Edinburgh Castle is to host a re-enactment of a frontline military service, commencing a five-year commemoration of the centenary of the First World War.

The centrepiece event in the capital in August next year, announced by First Minister Alex Salmond yesterday, will see the recreation of a Drumhead service from the Great War, in which soldiers in the trenches piled drums draped with flags in place of a religious altar.

The First Minister announced the key dates to be officially commemorated as he addressed the Royal British Legion Scotland annual conference in Perth.

The Scottish programme, stretching up to 2019, will bring together significant events from the outbreak of war to Armistice Day and beyond.

These will include marking the centenary of major military battles such as Jutland and Gallipoli and the tragic sinking of HMS Iolaire when more than 200 soldiers drowned just outside Stornoway as they returned from the front three months after peace was declared.

The battles at Loos and Arras are also to be remembered. Both have particular resonance for Scotland given the involvement of those who fought for Scottish battalions and the high casualty rate they suffered.

Mr Salmond said communities across Scotland will gather together and remember the “exceptional sacrifice made by their sons” during the brutal conflicts of the war.

“The Great War commemorations are in no sense a celebration of the centenary of this devastating conflict,” he said.

“They are a commemoration, which will give the whole of the country the opportunity to reflect on the impact that the First World War had on Scotland.”

He added: “By reflecting on these devastating events, and the consequences they had for communities the length and breadth of Scotland, we will help people of all ages in this country understand more about the futility of war and strengthen our resolve to never let a tragedy like the Great War happen again.”

The five-year programme was compiled by the specially created Scottish Commemorations Panel, headed by former army chaplain Norman Drummond.
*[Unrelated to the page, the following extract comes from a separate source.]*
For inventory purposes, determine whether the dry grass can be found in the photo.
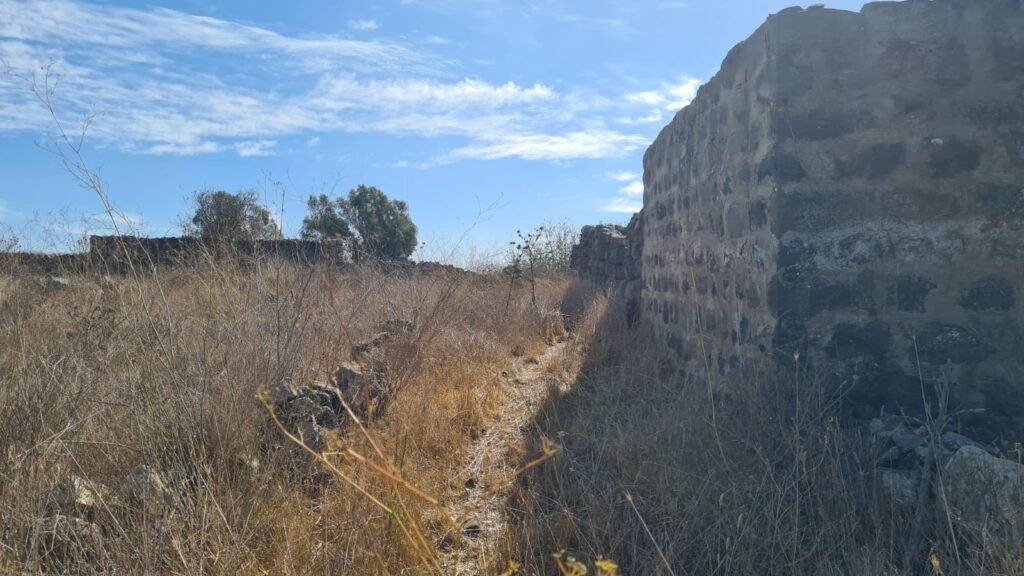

It includes professionals from the military and veterans’ communities, community leaders, clergy, media, historians and education specialists.

Rev Drummond said: “The dates recommended by the Scottish Commemorations Panel reflect the impact that the First World War had on Scotland.

“As well as aligning with the UK commemorative programme, these dates enable Scotland to remember the specific and significant contributions made by our servicemen and women and our local communities in very challenging times throughout the First World War and beyond.”

Robert Allan, Royal British Legion Scotland national chairman, added: “Remembrance is at the heart of what we do and we believe it’s vital to remember those who have made the ultimate sacrifice.”